Die Möglichkeit, ein umfangreiches seemännisches Wissen zu erlangen, bezahlten die portugiesischen Piloten mit der Auflage einer strikten Geheimhaltungspolitik (Política de Sigilo nas Navegações) im Interesse der portugiesischen Krone. Ohne deren Zustimmung war es für die Piloten kaum möglich, außerhalb Portugals ihre Dienste anzubieten, da sie sich der Verfolgung durch den portugiesischen König aussetzten.
Abgrenzung zum Kapitän
Die Piloten unterschieden sich damit deutlich von den Kapitänen der Schiffe dieser Zeit, die auf Grund ihrer adligen Abstammungslinie und/oder ihrer Verbindungen zum portugiesischen Königshaus die obersten Befehlshaber auf dem Schiff waren, jedoch, bis auf wenige Ausnahmen (u. a. Bartolomeu Dias), ausschließlich als militärische und politische sowie administrative Führer agierten. Der Posten eines Kapitäns in dieser Zeit ist besser mit einer mittelalterlichen Pfründe und Einkommensquelle als mit einem heutigen Schiffskapitän zu vergleichen.
Von den rund 900 Kapitänen, die etwa 1400 Reisen im 16. und 17. Jahrhundert zwischen Portugal und Indien absolvierten, unternahmen nur etwa 50 drei oder mehr Reisen. Als Ausnahmen gelten hierbei wieder Kaufleute, wie etwa Vicente Gil, die als Schiffseigner auch die entsprechende Seemannschaft erwarben, um ihre Schiffe zu befehligen.
Portugiesische Piloten des 15. bis 17. Jahrhunderts
Zu den wichtigsten portugiesischen Piloten des 15. bis 17. Jahrhunderts zählen:
Pedro (Pêro) Escobar, auch: Escovar (15. Jahrhundert)

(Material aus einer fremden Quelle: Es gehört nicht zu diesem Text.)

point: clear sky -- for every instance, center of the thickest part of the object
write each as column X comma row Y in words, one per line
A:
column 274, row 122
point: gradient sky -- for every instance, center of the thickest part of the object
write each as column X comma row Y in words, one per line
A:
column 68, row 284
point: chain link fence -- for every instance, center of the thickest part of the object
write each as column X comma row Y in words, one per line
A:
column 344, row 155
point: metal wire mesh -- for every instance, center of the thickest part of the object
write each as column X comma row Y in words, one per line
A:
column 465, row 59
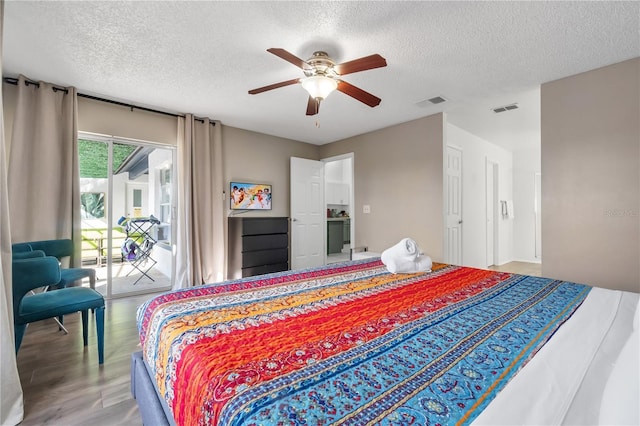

Er war einer der besten und erfahrensten Piloten Portugals und darf nicht verwechselt werden mit dem Piloten Pêro Escolar. In den Chroniken wird Pêro Escobar gemeinsam mit João de Santarém erstmals 1471/72 erwähnt, als beide im Dienste des portugiesischen Kaufmanns Fernão Gomes die westafrikanischen Gewässer erkundeten und u. a. die Inseln São Tomé, Ano Bom bzw. Annobón und São Antão (später Príncipe) entdeckten. Zwischen 1482 und 1485 fuhr er als Pilot unter Diogo Cão und war auch auf dessen zweiter Reise (1485–1487) führend an der Entdeckung und Erforschung der Kongomündung beteiligt. Auf dem 1883 wiederentdeckten Stein von Ielala war sein Name (als „Escolar“) unmittelbar nach dem von Diogo Cão eingraviert. Im Dezember 1490 lief er mit der Flotte unter Gonçalo de Sousa in Richtung Kongo aus.
1497 wird Pêro Escobar in den Chroniken als Pilot der „Bérrio“ (50 t), entweder eine kleine Nao oder eine Quersegelkaravelle, unter ihrem Kapitän Nicolao Coelho als Teilnehmer der ersten Indienreise Vasco da Gamas erwähnt. Gemeinsam mit Coelho kehrte er im August 1499 noch vor Vasco da Gama nach Portugal zurück.
Vom 18. Februar 1500 ist eine königliche Urkunde überliefert, laut der Escobar für seine Verdienste bei der Erforschung der afrikanischen Küsten und der Entdeckung Indiens von König Manuel I. eine jährliche Rente von 4000 Réis erhielt.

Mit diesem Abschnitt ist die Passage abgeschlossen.